In his very pleasantly written and enjoyable book, Alan Ryan often has to say that Bertrand Russell’s analyses of international politics at particular moments, and his expectations based on the analysis, were plainly wrong, particularly during the later part of his life, in his seventies, eighties, and nineties, when he was disappointed, embittered, and angry, and when he was unwilling any longer to write in measured tones. But when they are judged by the criterion of successful prediction the wise commentators, calm editorial writers, and careful political analysts in my reading have not done much better than Bertrand Russell or Proust’s M. Norpois.
From 1914 onward, Russell immersed himself in a sea of uncertainties because the horror of the war had implanted in him an intense and unappeasable sense of public responsibility. He could not bear to think of the suffering and the immense and continuing waste of life attributable to political stupidity. Yet his autobiography shows that the search for certainties was the driving force in his intellectual experiences, and the center of some of his strongest emotions. There is therefore a strangeness in the story that Ryan has to tell of the masterful philosopher of logic who turned himself into a political commentator and militant activist.

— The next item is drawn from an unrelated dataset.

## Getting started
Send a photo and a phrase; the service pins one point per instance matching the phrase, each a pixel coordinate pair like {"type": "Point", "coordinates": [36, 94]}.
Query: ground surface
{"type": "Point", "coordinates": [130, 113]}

The response of ordinary men and women to the outbreak of war in 1914 provided the dividing line in Russell’s life. Their normal response in Britain was one of resolute cheerfulness, optimism, steady loyalty, and a readiness to endure the unanticipated ghastliness of the trenches almost without comment. Even now it is difficult to read about the battles of the Somme or Nivelle’s offensive or the battle of Passchendaele without amazement, because in World War II only the battles on the Eastern front could show an equal profligacy in the waste of lives in an ocean of suffering. Privately educated among aristocratic radicals …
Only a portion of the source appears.